With their third album on the horizon, fans are incredibly hyped for the latest Stolas release. We already had the privilege of talking to Carlo about his Top 10 Favorite albums (check it out if you haven’t) and now get to share RJ’s list.
RJ plays bass in the band and was also responsible for writing the concept behind Allomaternal. He’s also currently on tour with Vox Vocis filling in on bass (Be sure to check them out they’re incredible!) check out the remaining dates below as well as his top 10 favorite albums!
1. Portugal the Man – Waiter: You Vultures.
I admire Portugal’s first few albums for having strikingly different textures from each other. They made something impactful with Waiter with a relatively small palette from which paint. Everything from the electronic percussive elements (the vinyl taps in “Stables and Chairs” or the sampled drums in “Tommy”) to the tasty bass lines completely hits home while the songwriting subverts expectation somethin’ clever. See also: It’s Complicated.
2. Coheed & Cambria – Good Apollo, I’m Burning Star IV, Volume 1
It’s worth mentioning I didn’t start listening to music avidly until I began playing bass. It’s the window through which I first got a good look inside the structure of music. Good Apollo was the first record I heard that featured creative bass playing in a genre in which I wanted to write. I’ve probably heard this record more than any other.

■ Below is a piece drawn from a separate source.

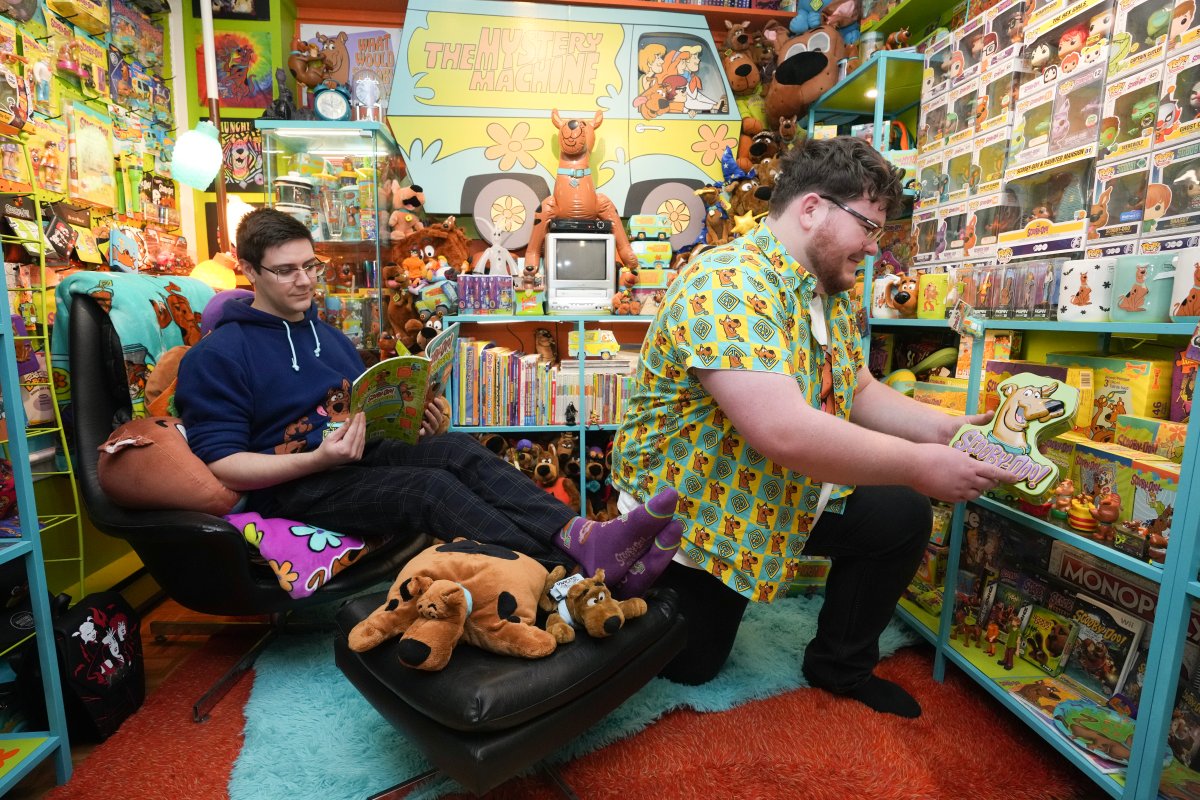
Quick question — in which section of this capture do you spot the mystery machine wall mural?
[388,0,740,248]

It’s bells and whistles will forever line my musical bag of tricks.
3. Manchester Orchestra – Simple Math
My good friend Michael-Rex Carbonell (@brownmetal) turned me onto Manchester Orchestra last year on tour. I was initially lukewarm toward this release as opposed to Mean Everything to Nothing, but as Rex accurately predicted, this one grew on me with repeat listens. Still haven’t stopped actually. Please send someone to wrest this album from my shaking hands. Just kidding. I can stop whenever I want. No, that’s a lie. This has ruined my family. Help.
4. The pAper chAse – Now You Are One Of Us
You know how you’ll be into a band and a friend goes, “Hey, if you like that, check out this!” And so you do, but maybe it doesn’t quite hit that same spot for you that Band A did. Maybe it misses the mark altogether. I have never found another source for what I like about John Congleton other than John Congleton. It is the soundtrack for anxiety. It is the soundtrack for the soul of the horror genre. It simultaneously knows how evil it is, is scared of how evil it is, and is scared that it even knows how scared it is. Great for parties or family get-togethers.
5. Closure in Moscow – Pink Lemonade
Having cut my teeth growing up on classic prog rock like Rush and Pink Floyd, Pink Lemonade captured me with its flourish and humor. It’s a homage to prog albums while also laughing at its own inherent whimsy. That’s not to say that I just love it for what it is; “Church of the Technochrist” is seriously groovy, and “Seeds of Gold” is perfect for any occasion. Plus, this album shares with us the true knowledge of our existence within the Brahmatron. Have I told you about the good news of the Brahmatron? Excuse me, why are you shutting your door?
6. The Dear Hunter – Act I: The Lake South, the River North
I love albums that are entirely cohesive. The ones where each track unmistakably belongs to that album, and Act I is where I acquired that taste. Many other people have expounded on the brilliance of Casey Crescenzo, and I’ll leave them to it. I just love that I can listen to this, close my eyes, and see a whole play unfold. It’s like it literally creates a stage in my house. Speaking of which, if you know any stage managers, please have them email me.
7. RX Bandits – And the Battle Begun…
I couldn’t stop listening to this album after Sergio showed it to me seven years ago. There’s so much energy in every passage, even on slower jams like “Apparition.” I’m actually going to take a break from this list and just go listen to that.
8. Snarky Puppy – We Like It Here
This album is gratifying to listen to as both a musician and music lover, which I find is a hard balance to strike with jazz-inspired music. There’s an excellent video on YouTube called “How To Make Music For Both Brain and Booty” which interviews Michael League about why their music works, and it explains everything I enjoy about this album and more. “Lingus” will forever be my theme song if I have to pick one.
9. Old Languory Hills/Moon Bank – Short Stories EP
I was going to avoid picking albums by my friends so they wouldn’t roll their eyes at me, but Lucas Ulrici made something amazing with Short Stories. It is hauntingly beautiful. The guitar work, the vocal harmonies, the shifts from plangent strumming to bouncy choruses. All of it haunts. It lives in my closet and whispers to me at night. Get the fuck out of my room, Luke.
10. Red Hot Chili Peppers – Californication
Almost didn’t include this one because I’ve mostly outgrown the music. One can only fool oneself for so long that Anthony Kiedis’s intentionally confounding lyrics don’t fall short of surreal and land in the mire of dopey. However, this album is the first one I heard that informed me bass playing could be more than root note motion faithfully following the guitarist. After listening to Californication, I began looking all over the musical map for my place in a song.